West Bengal assembly elections, 2016: Swarupnagar (SC) constituency
| Party |  | Candidate | Votes | % | ±% |
|---|---|---|---|---|---|
|  | AITC | Bina Mondal | 93,807 | 48.56 | −0.38 |
|  | CPI(M) | Dhiman Sarkar | 81,866 | 42.38 | −2.22 |
|  | BJP | Mihir Kumar Bagchi | 12,866 | 6.66 | +3.34 |
|  | NOTA | None of the above | 1,916 | 0.99 |  |
|  | SUCI(C) | Shibani Halder | 1,618 | 0.84 |  |
|  | BSP | Santosh Kumar Biswas | 1,088 | 0.56 |  |
| Turnout |  |  | 193,161 | 85.74 | −1.64 |
|  | AITC hold |  | Swing |  |  |

=== 2011 ===
In the 2011 elections, Bina Mondol of Trinamool Congress defeated her nearest rival Shiva Pada Das of CPI(M).

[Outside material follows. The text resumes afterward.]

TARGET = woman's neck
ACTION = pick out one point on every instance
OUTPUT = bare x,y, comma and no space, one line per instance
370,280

West Bengal assembly elections, 2011: Swarupnagar (SC) constituency
| Party |  | Candidate | Votes | % | ±% |
|---|---|---|---|---|---|
|  | AITC | Bina Mondal | 83,641 | 48.94 | −1.78# |
|  | CPI(M) | Shiva Pada Das | 76,227 | 44.60 | −2.08 |
|  | BJP | Rakhal Halder | 5,682 | 3.32 |  |
|  | RPI(A) | Sukriti Ranjan Biswas | 4,063 |  |  |
|  | BSP | Renuka Sarkar | 1,286 |  |  |
| Turnout |  |  | 170,899 | 87.38 |  |
|  | AITC gain from CPI(M) |  | Swing | 1.30# |  |

.# Swing calculated on Congress+Trinamool Congress vote percentages taken together in 2006.

=== 2006 ===
In the 2006, 2001, 1996 and 1991 Mustafa Bin Quassem of CPI(M) won the Swarupnagar assembly seat defeating his nearest rivals - Narayan Goswami of Trinamool Congress in 2006, Swaraj Misra of Trinamool Congress in 2001, Dipti Jana of Congress in 1996 and Abdul Hai Siddiqui of Congress in 1991. Contests in most years were multi cornered but only winners and runners are being mentioned. Anisur Rahman Biswas of CPI(M) defeated Abdul Hai Siddiqui of Congress in 1987, Harasit Ghosh of Congress in 1982 and Chandranath Misra of Congress in 1977.

=== 1972 ===
Chandranath Misra of Congress won in 1972 and 1971. Jamini Ranjan Sen of CPI won in 1969 and 1967. Abdul Gafur of Congress won in 1962. Mohammad Ishaque of Congress won in 1957 and in independent India's first election in 1951.